Она наклонилась расправить тряпье на своем кресле и наконец с облегчением, с каким усталый человек ложится спать, опустилась на сиденье. И висящие на спинке кресла одеяла и пледы сами собой, как дрессированные, скользнули ей на плечи.
Она ощупью потянулась за чашкой, и стало видно, что руки у нее шишковатые, изуродованные артритом до такой степени, что левая превратилась в какой-то крюк с отходящим от него большим пальцем. Он понял, что этой же болезнью объясняется ее медлительность. И, ощущая подбирающийся со всех сторон промозглый холод, думал, каково бедняге жить в такой квартире.
Во все время приготовления кофе ни один из них не проронил ни слова. Теперь они сидели в почти что благожелательном молчании, пока она, чуть подавшись вперед, не произнесла:
— Возьмите сахару.
При этом даже не попыталась раскутаться. Тогда Брунетти, взяв единственную ложечку, отколупнул кусочек от сахарной горки и со словами «вы позволите, синьора» положил его к ней в чашку и размешал той же ложкой. Потом отковырял еще кусок и бросил себе в чашку. Сахар лег на дно монолитной глыбой, явно не собираясь растворяться. Жидкость в чашке оказалась густой, чуть теплой и убийственной на вкус. Окаменевший сахар обреченно стукнулся о зубы, даже не пытаясь перебить хинную горечь кофе. Сделав еще глоток, Брунетти отставил чашку. К своей синьора Сантина даже не притронулась.
Выпрямившись, он снова с нескрываемым любопытством обвел комнатушку взглядом.
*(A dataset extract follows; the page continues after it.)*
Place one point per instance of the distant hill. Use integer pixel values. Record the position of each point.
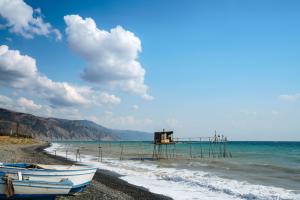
(57, 129)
Если он рассчитывал увидеть тут хоть какое-нибудь свидетельство славы, блистательной и мгновенной, как вспышка метеора, то ошибся. Ни афиши очередной премьеры не висело на этих стенах, ни фотографии в сценическом костюме. Единственным предметом, в котором еще усматривался знак прошлого, был большой фотопортрет в серебряной рамке, стоявший на выщербленном стареньком бюро: три девушки, почти девочки, рассаженные манерным старомодным треугольником, улыбались в объектив.
По-прежнему совершенно игнорируя свой кофе, она отрывисто спросила:
— Что именно вы желаете знать?
— Правда ли, синьора, что вы с ним пели?
— Да. В тридцать седьмом. Но не здесь.
— А где?
— Мюнхен.
— А в какой опере, синьора?
— В «Дон-Жуане»[39]. Этим немцам подавай свое. Или австрийское. Вот мы и ставили им Моцарта. — И презрительно фыркнув, она добавила — И Вагнера. Естественно, он давал им Вагнера. Он любил Вагнера.
— Кто? Веллауэр?
— Нет.
— А маэстро — он тоже любил Вагнера?
— Он любил все, что любил тот, — ответила она, не скрывая презрения. — Но Вагнера любил сам по себе. Они все его любят. Мысли и боль — это им нравится. По-моему, они просто любят страдания. Свои собственные или чужие.
Пропустив эту сентенцию мимо ушей, Брунетти спросил:
— Скажите, синьора, вы хорошо знали маэстро?
Она посмотрела в сторону, куда-то поверх фотографии на бюро, потом на свои ладони, которые все время держала отдельно друг от друга, словно их малейшее соприкосновение было болезненно.